GSOC 2020 Website
In the first week of the coding period, I implemented the method to extract out the triplets using dependency parse tree and also integrate the results into DBPedia Spotlight The dependency parse tree method is ClauseIE. ClausIE exploits linguistic knowledge about the grammar of the English language to first detect clauses in an input sentence and to subsequently identify the type of each clause according to the grammatical function of its constituents.
For the purpose of extracting out the triplets I have used the input data from here. The details of setting up the environment for extracting out the triplets can be found here.
A clause is a part of a sentence that expresses some coherent piece of information; it consists of one subject (S), one verb (V), and optionally of an indirect object (O), a direct object (O), a complement (C), and one or more adverbials (A).
The algorithm used consists of using different patterns:
Details of the algorithm described in the paper has been summarized below:
STEP 1: Compute the dependency Parse (DP) Tree of the Sentence.
STEP 2: Determine the set of clauses using the DP.
We first identify the clauses in the input sentence, obtain the head word of all the constituents of each clause. First, we construct a clause for every subject dependency in the DP (e.g., nsubj); the dependant constitutes the subject (S) and the governor the verb (V). 4 All other constituents of the clause are dependants of the verb: objects (O) and complements (C) via relations such as: dobj (direct object), iobj (indirect object), xcomp, or ccomp; and adverbials (A) via dependency relations such as advmod, advcl, or prep_in.
STEP 3: Determine the type of clauses using Pattern of the dependency relations. There are seven basic patterns which are as follows:
Clause Type Examples Derived Clauses
============================================================================================================================
Subject-Verb He ran (He,ran)
Subject-Verb-Adverbial He taught at Harvard (He, taught, at Harvard)
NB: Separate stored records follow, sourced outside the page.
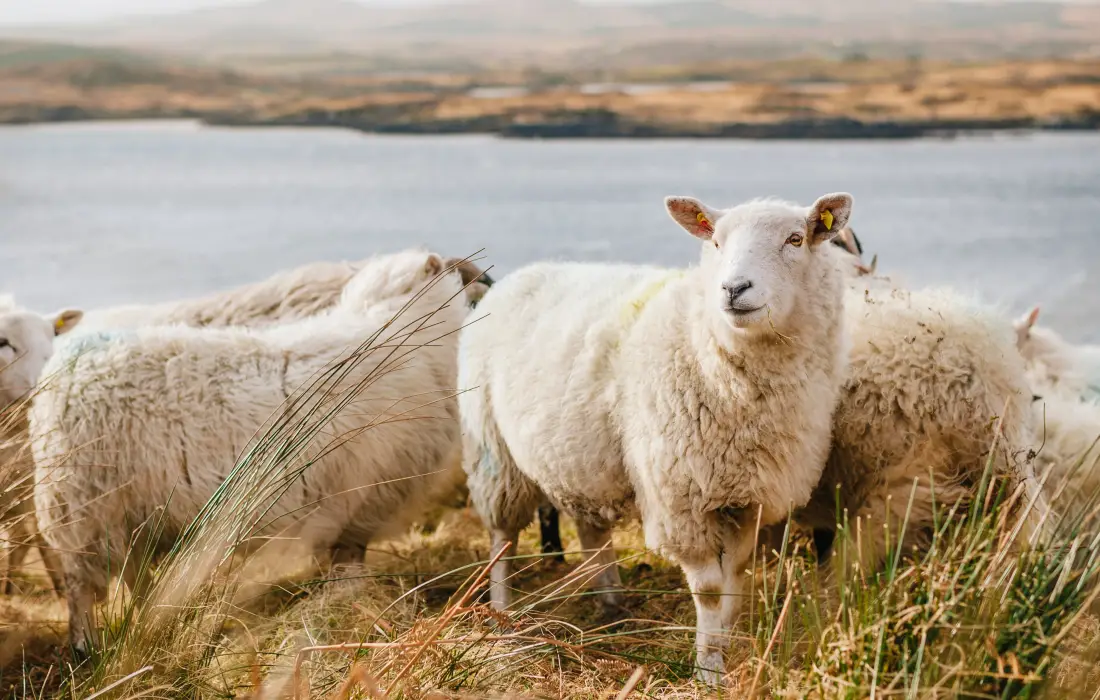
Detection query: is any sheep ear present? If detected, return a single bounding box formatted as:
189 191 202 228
424 253 447 277
50 309 84 336
806 192 851 245
1012 306 1038 346
664 197 722 241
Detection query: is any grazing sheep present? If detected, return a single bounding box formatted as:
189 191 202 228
30 251 468 648
795 281 1038 566
0 297 81 594
459 194 851 683
1013 306 1100 402
80 258 493 333
1033 392 1100 523
770 241 1046 566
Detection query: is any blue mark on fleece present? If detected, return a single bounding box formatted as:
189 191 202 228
54 330 135 361
477 448 501 477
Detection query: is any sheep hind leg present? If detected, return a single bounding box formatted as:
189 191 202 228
34 528 65 595
576 519 623 610
539 503 565 564
680 531 754 687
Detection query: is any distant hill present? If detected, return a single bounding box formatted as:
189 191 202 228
3 0 1100 67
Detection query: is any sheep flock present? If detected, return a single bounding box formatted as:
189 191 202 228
0 193 1100 686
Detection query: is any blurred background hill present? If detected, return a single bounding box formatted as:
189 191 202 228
0 0 1100 74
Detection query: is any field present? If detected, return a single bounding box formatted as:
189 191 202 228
0 294 1100 700
0 46 1100 138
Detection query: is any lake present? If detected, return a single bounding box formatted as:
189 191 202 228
0 122 1100 340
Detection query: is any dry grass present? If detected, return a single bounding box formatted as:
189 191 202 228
0 266 1100 700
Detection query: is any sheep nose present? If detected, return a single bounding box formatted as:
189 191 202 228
722 277 752 304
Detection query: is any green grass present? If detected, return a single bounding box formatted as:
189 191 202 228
0 292 1100 700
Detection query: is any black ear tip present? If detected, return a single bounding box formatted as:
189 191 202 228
848 226 864 255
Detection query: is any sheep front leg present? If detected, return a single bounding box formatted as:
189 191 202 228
65 576 97 657
576 519 623 609
488 527 519 611
681 533 752 687
34 528 65 594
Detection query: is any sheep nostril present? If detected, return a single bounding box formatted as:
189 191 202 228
722 280 752 302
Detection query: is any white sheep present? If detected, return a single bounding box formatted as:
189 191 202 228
459 194 851 683
1014 306 1100 402
0 297 81 594
80 258 493 333
30 251 468 648
795 277 1045 566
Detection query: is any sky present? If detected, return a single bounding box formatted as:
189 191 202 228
0 0 1082 25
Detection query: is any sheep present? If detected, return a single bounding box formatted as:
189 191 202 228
30 251 468 649
0 297 81 594
528 226 891 562
459 194 851 685
1013 306 1100 403
80 258 493 332
794 278 1045 566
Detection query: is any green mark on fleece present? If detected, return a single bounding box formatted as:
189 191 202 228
623 270 684 322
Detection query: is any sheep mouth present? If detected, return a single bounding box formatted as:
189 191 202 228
726 304 763 316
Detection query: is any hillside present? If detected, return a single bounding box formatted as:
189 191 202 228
6 0 1100 67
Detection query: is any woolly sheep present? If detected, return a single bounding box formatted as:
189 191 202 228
0 297 81 593
459 194 851 683
30 251 468 648
80 258 493 333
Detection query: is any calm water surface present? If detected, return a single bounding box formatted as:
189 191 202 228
0 122 1100 340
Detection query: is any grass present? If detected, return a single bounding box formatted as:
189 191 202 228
0 286 1100 700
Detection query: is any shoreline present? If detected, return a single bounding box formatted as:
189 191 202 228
0 108 1100 141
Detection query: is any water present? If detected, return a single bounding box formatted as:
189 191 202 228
0 122 1100 340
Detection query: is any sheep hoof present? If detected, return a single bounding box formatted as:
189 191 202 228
695 655 722 688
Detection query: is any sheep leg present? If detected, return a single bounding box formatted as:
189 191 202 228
488 527 519 611
576 519 623 609
539 503 565 564
329 544 366 567
34 528 65 594
680 533 752 687
0 524 26 595
65 575 97 657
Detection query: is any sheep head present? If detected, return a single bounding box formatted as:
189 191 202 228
0 309 84 407
666 193 853 332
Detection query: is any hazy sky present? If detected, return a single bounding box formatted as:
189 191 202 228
0 0 1082 25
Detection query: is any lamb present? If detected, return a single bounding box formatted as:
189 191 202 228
30 251 468 649
0 298 81 594
459 194 851 683
794 277 1045 566
81 258 493 332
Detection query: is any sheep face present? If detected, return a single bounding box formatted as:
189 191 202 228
0 310 84 406
666 194 851 332
343 250 447 302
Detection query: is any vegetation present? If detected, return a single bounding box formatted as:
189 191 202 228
0 297 1100 700
0 50 1100 138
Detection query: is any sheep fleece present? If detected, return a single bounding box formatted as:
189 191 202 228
459 264 846 561
31 275 466 586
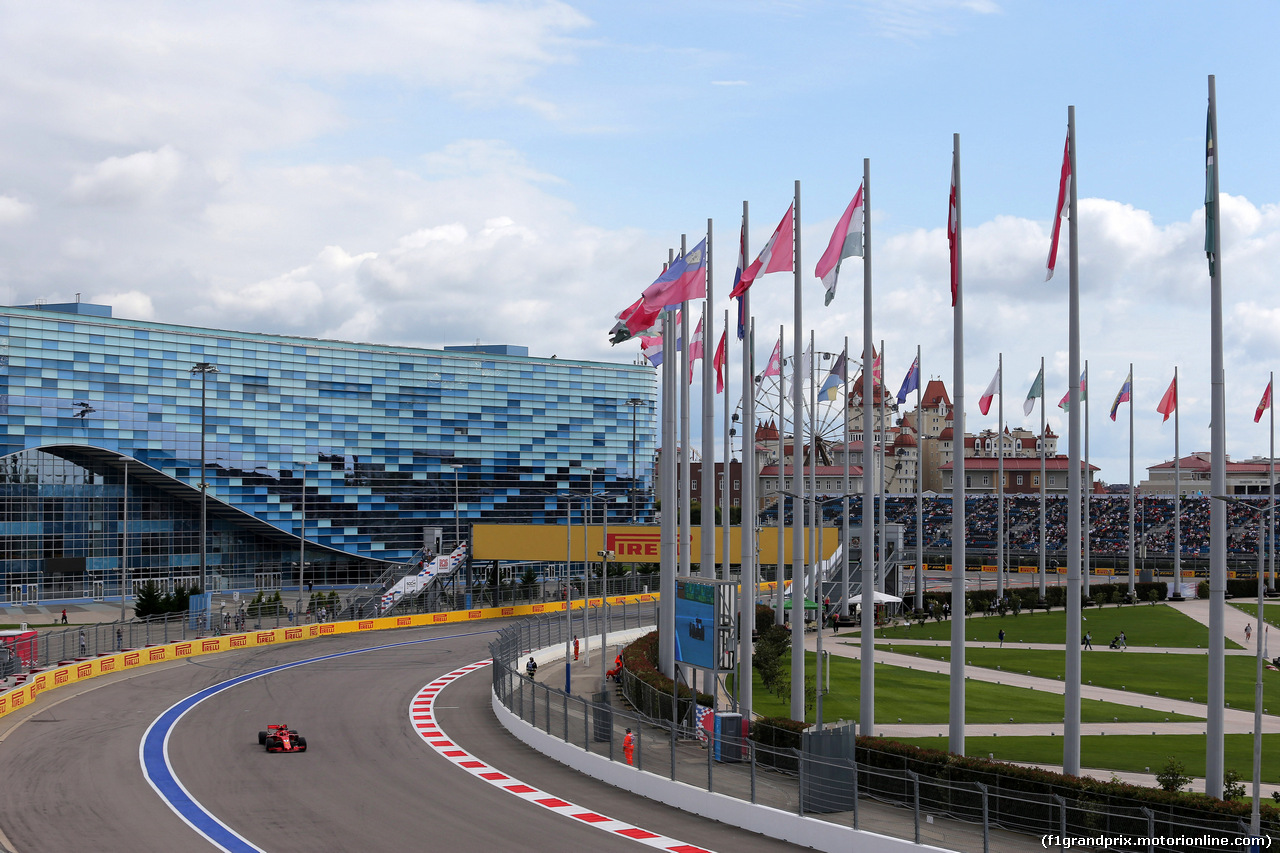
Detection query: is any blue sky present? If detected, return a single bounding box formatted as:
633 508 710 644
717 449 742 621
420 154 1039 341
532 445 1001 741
0 0 1280 482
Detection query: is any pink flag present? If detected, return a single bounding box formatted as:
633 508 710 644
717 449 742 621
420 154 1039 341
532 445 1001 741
978 368 1000 415
1253 382 1271 424
728 202 795 298
1044 134 1071 282
813 184 864 305
947 158 960 307
689 318 703 382
643 238 707 310
712 329 728 393
1156 375 1178 420
764 338 782 377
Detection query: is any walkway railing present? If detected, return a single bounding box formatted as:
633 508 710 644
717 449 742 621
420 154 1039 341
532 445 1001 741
490 608 1280 853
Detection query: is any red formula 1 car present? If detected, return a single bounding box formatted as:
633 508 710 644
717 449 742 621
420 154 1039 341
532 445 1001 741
257 722 307 752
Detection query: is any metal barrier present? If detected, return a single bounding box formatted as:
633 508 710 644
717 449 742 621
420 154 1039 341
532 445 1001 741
490 605 1280 853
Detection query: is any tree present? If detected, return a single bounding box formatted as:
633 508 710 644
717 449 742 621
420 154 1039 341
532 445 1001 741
133 580 165 619
1156 756 1192 792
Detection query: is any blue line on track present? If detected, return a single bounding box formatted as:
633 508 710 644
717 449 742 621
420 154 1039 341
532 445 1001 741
138 631 493 853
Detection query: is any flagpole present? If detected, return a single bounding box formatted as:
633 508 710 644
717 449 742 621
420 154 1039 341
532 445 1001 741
872 338 888 592
719 309 732 580
742 313 755 720
791 181 805 720
858 158 876 738
773 325 795 625
1073 356 1093 596
1062 106 1080 776
947 133 965 756
915 343 924 610
839 334 851 617
1172 365 1183 601
1204 74 1223 798
660 300 680 679
996 352 1005 596
1129 361 1138 603
698 219 716 578
1039 356 1056 603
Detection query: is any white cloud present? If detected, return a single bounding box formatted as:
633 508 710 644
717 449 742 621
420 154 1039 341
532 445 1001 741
69 145 183 205
0 196 32 225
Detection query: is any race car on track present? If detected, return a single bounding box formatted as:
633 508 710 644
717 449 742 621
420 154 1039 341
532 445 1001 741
257 722 307 752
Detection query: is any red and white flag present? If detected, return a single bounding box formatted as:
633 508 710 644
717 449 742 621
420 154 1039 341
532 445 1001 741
1044 134 1071 282
728 202 795 300
763 338 782 377
814 184 864 305
947 156 960 307
689 318 703 382
978 368 1000 415
712 329 728 393
1156 375 1178 420
1253 382 1271 424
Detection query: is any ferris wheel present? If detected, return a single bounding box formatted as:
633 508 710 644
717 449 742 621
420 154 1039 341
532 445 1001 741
731 352 896 450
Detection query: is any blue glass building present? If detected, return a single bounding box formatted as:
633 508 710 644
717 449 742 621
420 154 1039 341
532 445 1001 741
0 302 655 602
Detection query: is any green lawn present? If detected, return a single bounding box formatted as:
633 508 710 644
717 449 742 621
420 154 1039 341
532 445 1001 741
897 734 1280 783
877 643 1280 711
751 652 1201 725
1228 601 1280 630
876 605 1243 648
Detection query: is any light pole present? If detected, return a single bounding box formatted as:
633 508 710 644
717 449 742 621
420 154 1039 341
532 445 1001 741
1212 494 1275 838
627 397 644 524
191 361 218 593
120 460 129 622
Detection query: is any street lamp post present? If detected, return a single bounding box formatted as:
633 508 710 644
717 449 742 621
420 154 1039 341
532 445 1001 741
191 361 218 593
627 397 644 524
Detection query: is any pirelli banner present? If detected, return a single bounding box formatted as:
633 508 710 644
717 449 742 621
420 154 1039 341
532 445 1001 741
471 524 840 566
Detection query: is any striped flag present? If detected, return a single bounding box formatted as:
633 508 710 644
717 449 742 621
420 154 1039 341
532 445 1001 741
1044 134 1071 282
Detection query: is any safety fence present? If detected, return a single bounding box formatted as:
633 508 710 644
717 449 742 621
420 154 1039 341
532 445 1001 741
490 617 1280 853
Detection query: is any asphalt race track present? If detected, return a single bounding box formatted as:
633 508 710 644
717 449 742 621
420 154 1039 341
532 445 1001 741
0 624 799 853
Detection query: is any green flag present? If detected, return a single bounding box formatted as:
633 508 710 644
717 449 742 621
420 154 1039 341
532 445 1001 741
1023 368 1044 415
1204 105 1217 277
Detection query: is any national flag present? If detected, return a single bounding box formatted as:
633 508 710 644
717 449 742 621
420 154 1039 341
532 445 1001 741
712 329 728 393
609 296 662 345
947 156 960 307
728 202 795 298
818 352 849 400
1156 374 1178 420
1057 370 1089 411
689 318 703 382
897 359 920 405
1044 133 1071 282
640 334 662 368
1023 368 1044 415
1253 382 1271 424
813 184 864 305
1111 370 1133 420
763 338 782 377
730 215 746 341
1204 104 1217 275
978 368 1000 415
643 237 707 309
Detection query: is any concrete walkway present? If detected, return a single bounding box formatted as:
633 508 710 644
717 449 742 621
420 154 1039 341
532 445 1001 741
805 599 1280 792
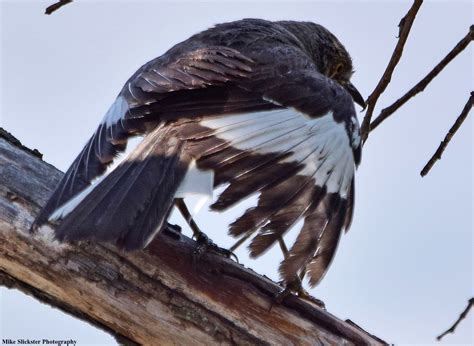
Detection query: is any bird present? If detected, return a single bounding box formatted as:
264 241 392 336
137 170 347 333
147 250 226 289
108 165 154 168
32 18 365 287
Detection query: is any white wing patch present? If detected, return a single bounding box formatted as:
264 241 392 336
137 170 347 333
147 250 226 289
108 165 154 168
200 109 355 198
175 160 214 198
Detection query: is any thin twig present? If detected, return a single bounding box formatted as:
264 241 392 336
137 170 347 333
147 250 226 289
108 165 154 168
370 25 474 131
436 297 474 341
361 0 423 142
420 91 474 177
44 0 72 14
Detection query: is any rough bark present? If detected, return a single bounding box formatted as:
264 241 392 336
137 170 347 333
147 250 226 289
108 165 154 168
0 131 384 345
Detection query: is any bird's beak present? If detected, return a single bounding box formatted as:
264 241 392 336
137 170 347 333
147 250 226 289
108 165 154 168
344 82 366 108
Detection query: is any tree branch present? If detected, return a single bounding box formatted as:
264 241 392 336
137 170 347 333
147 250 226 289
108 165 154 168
370 25 474 131
0 131 385 345
436 297 474 341
44 0 72 15
361 0 423 142
420 91 474 177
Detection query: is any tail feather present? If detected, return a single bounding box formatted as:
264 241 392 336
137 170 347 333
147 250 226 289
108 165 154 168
52 127 190 250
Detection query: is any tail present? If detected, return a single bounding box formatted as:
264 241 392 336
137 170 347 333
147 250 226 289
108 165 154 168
47 126 191 250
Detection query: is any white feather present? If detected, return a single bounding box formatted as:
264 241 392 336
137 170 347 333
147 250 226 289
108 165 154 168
201 109 358 197
175 160 214 198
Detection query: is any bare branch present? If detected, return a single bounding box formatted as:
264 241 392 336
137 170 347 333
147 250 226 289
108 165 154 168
361 0 423 142
370 25 474 131
44 0 72 15
436 297 474 341
420 91 474 177
0 133 386 345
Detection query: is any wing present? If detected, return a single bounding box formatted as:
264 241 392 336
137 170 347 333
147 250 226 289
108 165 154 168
177 65 361 285
32 47 275 229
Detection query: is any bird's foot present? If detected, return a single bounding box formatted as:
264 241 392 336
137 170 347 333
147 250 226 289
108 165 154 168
193 231 239 262
275 279 326 310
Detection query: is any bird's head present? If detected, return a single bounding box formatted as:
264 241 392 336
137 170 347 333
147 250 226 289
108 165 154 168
280 21 365 108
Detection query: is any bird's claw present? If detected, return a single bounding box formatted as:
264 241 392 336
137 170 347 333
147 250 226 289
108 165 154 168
270 280 326 310
193 232 239 263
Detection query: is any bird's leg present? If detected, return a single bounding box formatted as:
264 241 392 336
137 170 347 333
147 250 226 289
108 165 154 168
175 198 238 262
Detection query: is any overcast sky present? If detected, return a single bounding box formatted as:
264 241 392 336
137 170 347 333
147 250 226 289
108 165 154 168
0 0 474 345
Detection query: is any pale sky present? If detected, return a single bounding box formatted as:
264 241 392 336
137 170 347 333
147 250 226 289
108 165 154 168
0 0 474 345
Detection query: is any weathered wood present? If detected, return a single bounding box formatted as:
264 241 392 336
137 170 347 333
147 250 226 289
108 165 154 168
0 131 384 345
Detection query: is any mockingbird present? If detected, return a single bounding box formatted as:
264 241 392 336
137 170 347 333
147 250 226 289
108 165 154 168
33 19 364 294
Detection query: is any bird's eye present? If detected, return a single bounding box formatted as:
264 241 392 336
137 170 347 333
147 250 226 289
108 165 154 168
329 63 344 78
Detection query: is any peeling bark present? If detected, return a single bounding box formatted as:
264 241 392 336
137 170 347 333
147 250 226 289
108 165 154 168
0 131 385 345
Subject-Verb-Complement He is a politician (He, is, a politician)
Subject-Verb-Object He taught constitutional law (He, taught, constitutional law)
Subject-Verb-Object-Adverb He taught constitutional law at Harvard (He, taught, constitutional law, at Harvard)
Subject-Verb-iObject-dobject He gave her the Nobel Prize. (He, gave, her, the Nobel Prize)
Subject-Verb-Object-Complement AE declared the meeting open. (AE, declared, the meeting, open)
Once clauses have been detected, we generate one or more propositions for each clause based on the type of the clause. For example : when we have more than one object phrases, in case of SVOA(Subject-Verb-Object-Adverb), we generate two triples such as : SVO and SVOA therefore, in example of (He, taught, constitutional law, at Harvard), we will have two Triples <He, taught, constitutional law at Harvard> and another one as <He, taught, constitutional law>
Moreover, in case of Subject-Verb-iObject-dobject, we generate the triples in similar way with more focus on the direct object, therefore, in case of (He, gave, her, the Nobel Prize), we get two triples such as: <He, gave, her the Nobel Prize> and another one as <He, gave, the Nobel Prize>
In case of (AE, declared, the meeting, open), we create one triple as : <AE, declared, the meeting open>.
At the end of the first week, I have generated the triples here.